Buttoned all the way to the top of his black and white polka dot shirt, with multiple chains around his neck and a number of sparkly rings on his fingers, hip hop star Emtee embodies what most regard as a true hip hop culture.
“Music has changed my life,” he says, indicating clearly that the interview has started and the sunglasses he was wearing were staying on despite being indoors.
“It was a cure for whatever I was facing. Music has always been there.”
The artist says he doesn’t take his swift climb up the entertainment ladder lightly and appreciates the love the public has given him.
“I’m now able to make a living, support my child and family. It’s absolutely a blessing to be able to share my skill and realise that a lot of people are listening,” he says, adding that he even gets random messages of appreciation from people in countries he has never appeared in.
Emtee, who received his big break in the music industry when he released his splendid hit Roll Up, clarifies that the song was not even planned and wasn’t his favourite initially.
“I didn’t like the song after recording it and felt that it was weak. I wanted to add something to it, but my producer advised m e n o tto,” he says highlighting the close affiliation the two of them have built.
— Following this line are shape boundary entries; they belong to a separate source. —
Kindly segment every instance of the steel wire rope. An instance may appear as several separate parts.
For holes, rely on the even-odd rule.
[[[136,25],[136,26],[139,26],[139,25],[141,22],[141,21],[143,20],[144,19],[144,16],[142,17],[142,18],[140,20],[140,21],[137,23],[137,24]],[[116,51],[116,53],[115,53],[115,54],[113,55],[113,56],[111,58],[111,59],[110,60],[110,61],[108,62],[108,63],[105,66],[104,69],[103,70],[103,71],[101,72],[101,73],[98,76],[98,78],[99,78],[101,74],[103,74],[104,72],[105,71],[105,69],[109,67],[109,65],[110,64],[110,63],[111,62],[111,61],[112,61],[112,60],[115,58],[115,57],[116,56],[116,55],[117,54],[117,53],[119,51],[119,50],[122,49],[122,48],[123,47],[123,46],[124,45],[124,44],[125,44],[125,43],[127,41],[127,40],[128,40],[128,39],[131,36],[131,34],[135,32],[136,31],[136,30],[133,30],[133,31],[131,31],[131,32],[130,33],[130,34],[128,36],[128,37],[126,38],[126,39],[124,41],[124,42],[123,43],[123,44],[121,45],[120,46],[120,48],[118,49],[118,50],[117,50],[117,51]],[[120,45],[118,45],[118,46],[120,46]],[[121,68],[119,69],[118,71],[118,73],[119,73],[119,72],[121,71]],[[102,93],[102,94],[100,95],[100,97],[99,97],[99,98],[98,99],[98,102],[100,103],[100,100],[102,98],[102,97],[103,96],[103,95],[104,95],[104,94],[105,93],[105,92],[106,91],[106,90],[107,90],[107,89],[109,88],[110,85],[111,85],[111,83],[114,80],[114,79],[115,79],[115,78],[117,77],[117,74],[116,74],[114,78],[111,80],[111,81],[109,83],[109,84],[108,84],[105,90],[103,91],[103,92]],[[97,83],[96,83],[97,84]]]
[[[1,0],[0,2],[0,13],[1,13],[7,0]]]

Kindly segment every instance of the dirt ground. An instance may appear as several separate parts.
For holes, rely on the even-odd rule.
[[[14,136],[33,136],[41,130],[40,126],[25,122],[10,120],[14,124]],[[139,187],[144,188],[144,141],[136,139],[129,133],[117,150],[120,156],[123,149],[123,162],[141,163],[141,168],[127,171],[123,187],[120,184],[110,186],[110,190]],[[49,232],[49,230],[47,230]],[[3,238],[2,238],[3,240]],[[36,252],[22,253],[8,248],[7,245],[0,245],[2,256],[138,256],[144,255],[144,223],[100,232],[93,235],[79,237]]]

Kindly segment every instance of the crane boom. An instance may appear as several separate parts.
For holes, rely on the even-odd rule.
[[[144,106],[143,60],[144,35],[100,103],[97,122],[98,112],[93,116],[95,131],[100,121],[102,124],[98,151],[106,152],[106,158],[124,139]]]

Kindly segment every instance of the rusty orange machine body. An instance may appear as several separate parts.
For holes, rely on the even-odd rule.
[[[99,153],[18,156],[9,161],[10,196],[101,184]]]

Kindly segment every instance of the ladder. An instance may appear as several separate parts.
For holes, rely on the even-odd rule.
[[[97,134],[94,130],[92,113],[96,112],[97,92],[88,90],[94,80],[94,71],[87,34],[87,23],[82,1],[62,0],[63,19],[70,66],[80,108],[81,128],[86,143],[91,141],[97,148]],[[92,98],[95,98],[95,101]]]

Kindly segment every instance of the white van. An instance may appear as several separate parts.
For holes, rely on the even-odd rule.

He says the controversial label he is a part of has made his dreams come true and he wouldn’t be where he is without it. He describes the relationship he has with the label as “a give and take” one.
“A mbitiouz Entertainment is like the only label I know that invests in South African hip hop this much, and seeing that I’m so involved in hip hop, not only musically but the whole culture, my contribution to the label is certified,” he assertively states.
“It’s a done deal. My contribution is a footprint that can never be erased. I’m Emtee the hustler and the label is Ambitiouz. It just makes perfect sense and it’s a perfect match,” he says.
“For me to feel that I belong elsewhere would just be me losing my mind because I’m where I’ve always dreamed to be.”
The multi-award winning star, who recently realised a single Ghetto Hero and is working on an album set to be out in spring this year, says his inspiration behind the single was the township.
“My music videos always have some township element in them. That is where I come from. In the song it was just me talking to my people; I was directing the song at South African kids.
“It’s been a while since music was directed to the hood,” he says. The Matatiele-born talent, who points out that “music is the most fluent language” he knows, says people can expect 20-plus songs on his upcoming album.
“I have worked with my producer and a lot of artists under my record label African Trap Movement (ATM), and featured most of them on different tracks. Right now I’m just trying to lay the seeds and let everyone eat.”
The rapper is also working on a reality show he explains will air soon on GauTV.
“In Rap for me I will have young upcoming artists auditioning to be part of the top 10 rappers. We have just started with auditions about a week ago,” he says.
Those who love the artist and follow him on social media can testify that there is no speaking to Emtee and not mentioning the close relationship the artist has with his son.
The rapper says fatherhood is extremely important to him.
“It teaches me to prioritise, be responsible, positive about life and always see the good in people,” he says, adding that he sometimes feels he was a father in his previous life.